The article compares three predictive measures — two computational models and expert opinion — to determine whether patients walking into the emergency department will be admitted to the inpatient unit. If they can give the clinicians in the latter department ample time to prepare, patients will more readily move out of the emergency department, scaling back a major problem that plagues hospitals across the country.

In contrast to similar studies, which typically predict bed need based on individual patient admissions, the two computational models developed here aggregate the individual patient predictions into a “summative measure” of near-future bed demand.

Of the three predictive measures, expert opinion was the least accurate.

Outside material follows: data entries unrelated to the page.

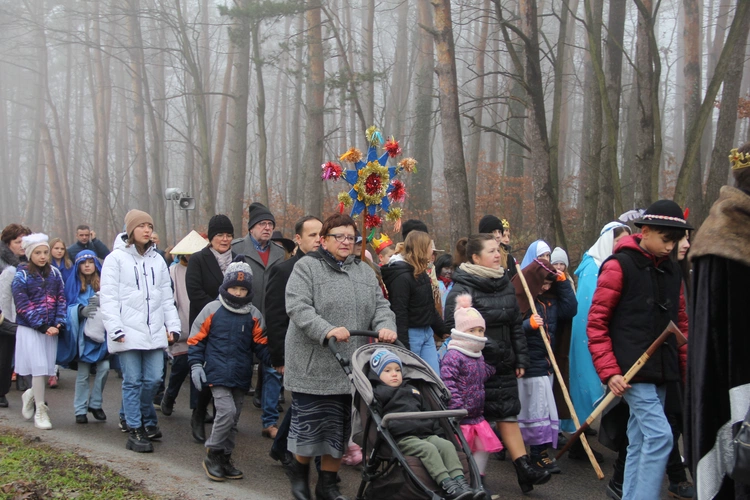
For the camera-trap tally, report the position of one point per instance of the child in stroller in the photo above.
(419, 438)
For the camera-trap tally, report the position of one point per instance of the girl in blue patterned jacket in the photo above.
(41, 309)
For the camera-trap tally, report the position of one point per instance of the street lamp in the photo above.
(184, 202)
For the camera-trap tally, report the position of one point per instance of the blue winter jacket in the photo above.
(556, 305)
(225, 341)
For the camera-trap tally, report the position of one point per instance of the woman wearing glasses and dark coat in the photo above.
(328, 294)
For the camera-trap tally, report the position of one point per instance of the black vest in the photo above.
(650, 299)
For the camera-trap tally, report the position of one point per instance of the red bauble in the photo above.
(398, 193)
(373, 184)
(372, 221)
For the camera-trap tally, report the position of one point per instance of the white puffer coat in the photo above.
(136, 298)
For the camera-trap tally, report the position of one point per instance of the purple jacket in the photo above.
(465, 376)
(40, 302)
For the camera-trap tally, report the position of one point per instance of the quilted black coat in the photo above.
(506, 348)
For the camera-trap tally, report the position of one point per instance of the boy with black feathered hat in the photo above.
(639, 291)
(223, 339)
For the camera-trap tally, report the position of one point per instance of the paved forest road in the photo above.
(174, 469)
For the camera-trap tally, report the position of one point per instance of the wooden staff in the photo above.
(564, 388)
(364, 239)
(670, 330)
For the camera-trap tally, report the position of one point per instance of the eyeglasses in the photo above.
(342, 238)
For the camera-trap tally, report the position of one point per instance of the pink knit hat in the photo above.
(465, 316)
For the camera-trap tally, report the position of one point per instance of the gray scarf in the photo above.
(224, 259)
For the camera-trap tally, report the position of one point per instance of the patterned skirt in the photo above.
(321, 425)
(35, 352)
(538, 419)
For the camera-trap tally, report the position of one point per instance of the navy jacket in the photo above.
(225, 341)
(96, 246)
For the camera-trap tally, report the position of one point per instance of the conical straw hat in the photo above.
(190, 244)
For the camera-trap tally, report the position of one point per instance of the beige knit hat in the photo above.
(30, 242)
(135, 218)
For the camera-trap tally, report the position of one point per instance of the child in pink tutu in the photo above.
(464, 372)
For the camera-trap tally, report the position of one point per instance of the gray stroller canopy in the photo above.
(414, 368)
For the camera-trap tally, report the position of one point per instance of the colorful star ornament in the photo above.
(374, 185)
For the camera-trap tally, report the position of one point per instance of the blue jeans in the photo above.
(422, 343)
(270, 395)
(141, 375)
(650, 441)
(86, 398)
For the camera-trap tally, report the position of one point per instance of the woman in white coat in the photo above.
(141, 320)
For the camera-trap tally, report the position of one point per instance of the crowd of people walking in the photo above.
(492, 329)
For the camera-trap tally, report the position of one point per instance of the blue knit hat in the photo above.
(382, 358)
(237, 274)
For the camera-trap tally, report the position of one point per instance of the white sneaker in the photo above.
(41, 418)
(28, 404)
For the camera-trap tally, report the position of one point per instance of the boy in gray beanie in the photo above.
(224, 337)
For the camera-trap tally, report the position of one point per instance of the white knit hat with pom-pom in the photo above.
(465, 316)
(30, 242)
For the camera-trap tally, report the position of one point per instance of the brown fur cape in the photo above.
(726, 231)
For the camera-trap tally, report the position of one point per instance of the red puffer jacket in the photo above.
(606, 298)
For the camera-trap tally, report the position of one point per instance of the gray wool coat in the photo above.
(320, 296)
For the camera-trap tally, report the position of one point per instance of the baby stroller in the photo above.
(386, 472)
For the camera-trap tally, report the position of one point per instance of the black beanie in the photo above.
(219, 224)
(490, 223)
(258, 212)
(413, 225)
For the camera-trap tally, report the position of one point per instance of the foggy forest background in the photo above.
(558, 115)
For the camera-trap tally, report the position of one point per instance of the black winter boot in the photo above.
(197, 425)
(327, 487)
(213, 464)
(299, 477)
(529, 476)
(477, 494)
(138, 441)
(167, 405)
(230, 471)
(455, 490)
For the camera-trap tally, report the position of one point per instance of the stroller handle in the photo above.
(423, 415)
(344, 362)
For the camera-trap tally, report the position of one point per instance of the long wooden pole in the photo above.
(564, 388)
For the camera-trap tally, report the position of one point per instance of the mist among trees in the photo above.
(557, 115)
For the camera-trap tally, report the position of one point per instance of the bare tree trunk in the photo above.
(260, 113)
(315, 129)
(421, 197)
(198, 81)
(239, 34)
(295, 125)
(608, 208)
(139, 117)
(645, 132)
(692, 71)
(476, 136)
(696, 128)
(454, 168)
(369, 68)
(221, 123)
(594, 98)
(398, 104)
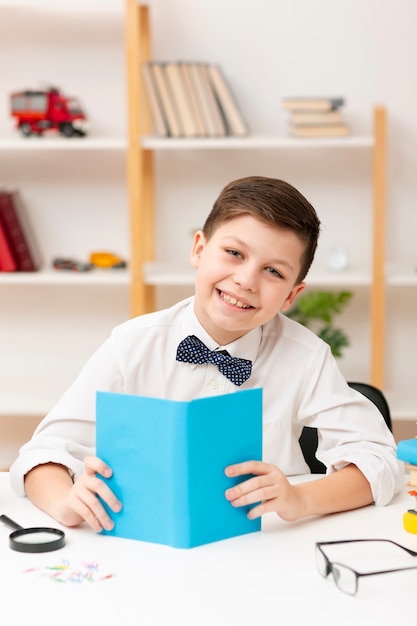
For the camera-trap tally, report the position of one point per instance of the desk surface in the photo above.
(268, 577)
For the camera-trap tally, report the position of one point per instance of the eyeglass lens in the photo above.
(345, 578)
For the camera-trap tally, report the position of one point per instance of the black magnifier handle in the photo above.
(10, 523)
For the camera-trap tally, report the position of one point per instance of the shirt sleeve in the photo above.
(352, 430)
(67, 434)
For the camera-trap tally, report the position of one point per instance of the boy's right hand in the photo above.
(50, 487)
(86, 492)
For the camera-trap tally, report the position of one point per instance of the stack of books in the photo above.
(316, 117)
(18, 248)
(407, 452)
(191, 100)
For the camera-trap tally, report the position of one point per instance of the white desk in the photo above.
(268, 577)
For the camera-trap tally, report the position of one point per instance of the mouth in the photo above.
(231, 300)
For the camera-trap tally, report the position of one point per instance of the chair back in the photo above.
(309, 440)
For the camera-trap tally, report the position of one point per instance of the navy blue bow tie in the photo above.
(192, 350)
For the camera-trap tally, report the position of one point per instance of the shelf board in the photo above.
(253, 142)
(50, 277)
(159, 274)
(402, 279)
(62, 143)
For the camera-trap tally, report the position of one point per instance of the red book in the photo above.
(7, 260)
(17, 230)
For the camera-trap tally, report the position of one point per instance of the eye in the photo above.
(274, 272)
(234, 253)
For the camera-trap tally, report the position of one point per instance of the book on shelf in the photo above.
(166, 98)
(159, 122)
(314, 118)
(190, 99)
(188, 80)
(168, 459)
(19, 233)
(313, 104)
(235, 124)
(214, 122)
(182, 98)
(7, 260)
(314, 130)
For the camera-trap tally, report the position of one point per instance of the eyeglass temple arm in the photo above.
(385, 571)
(330, 543)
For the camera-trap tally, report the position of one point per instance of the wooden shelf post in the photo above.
(139, 161)
(378, 265)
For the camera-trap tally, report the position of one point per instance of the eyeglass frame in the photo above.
(329, 564)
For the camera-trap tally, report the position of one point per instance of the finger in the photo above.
(251, 492)
(86, 493)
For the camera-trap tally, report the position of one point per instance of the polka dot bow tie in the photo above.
(192, 350)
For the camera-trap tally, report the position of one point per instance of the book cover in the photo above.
(7, 260)
(182, 99)
(327, 130)
(168, 460)
(313, 104)
(235, 123)
(186, 72)
(159, 122)
(18, 231)
(407, 451)
(209, 107)
(171, 114)
(316, 117)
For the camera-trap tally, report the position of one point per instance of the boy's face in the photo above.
(246, 273)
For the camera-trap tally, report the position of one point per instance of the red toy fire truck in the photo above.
(38, 111)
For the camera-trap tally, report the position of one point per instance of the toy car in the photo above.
(62, 263)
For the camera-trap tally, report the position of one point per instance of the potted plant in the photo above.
(316, 310)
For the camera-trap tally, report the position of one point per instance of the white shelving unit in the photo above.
(151, 158)
(75, 194)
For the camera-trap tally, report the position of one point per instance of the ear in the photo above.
(292, 296)
(197, 248)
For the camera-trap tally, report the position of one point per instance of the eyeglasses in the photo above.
(346, 578)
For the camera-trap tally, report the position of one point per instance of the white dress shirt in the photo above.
(302, 386)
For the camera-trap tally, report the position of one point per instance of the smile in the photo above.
(233, 301)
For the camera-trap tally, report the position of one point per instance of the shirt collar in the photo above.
(245, 347)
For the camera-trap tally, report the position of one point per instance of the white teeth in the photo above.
(235, 302)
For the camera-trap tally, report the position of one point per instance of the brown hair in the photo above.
(274, 201)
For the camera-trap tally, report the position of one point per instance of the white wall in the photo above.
(364, 50)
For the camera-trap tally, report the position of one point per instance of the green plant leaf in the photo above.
(316, 308)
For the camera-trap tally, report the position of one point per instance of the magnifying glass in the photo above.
(38, 539)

For the study, nurses performing triage were asked to categorize patients on their likelihood of admittance, based on a 6 point scale from “definitely yes” to “definitely no.” They tended to underestimate whether a person would be admitted, and by extension the need for inpatient beds.

The model that worked the best took into account patient age, primary complaint, bed type designation and mode of arrival (ie., by stretcher, wheelchair or ambulance).

The authors account for the major limitations of the study, noting that the data used to develop the models and test them were taken from only one hospital. Thus a clear direction for future work, they write, is to see if the approach works similarly across a range of hospitals with varied needs and populations. They have already begun this work.

Benneyan has long researched the strategies deployed in industrial manufacturing settings to healthcare. He’s done the same thing for ski resorts, airlines and other industry.

“Just driving slop and waste out of our healthcare system would save a trillion dollars,” he said to me back in March. “But it’s a complex problem and it necessitates a variety of approaches.”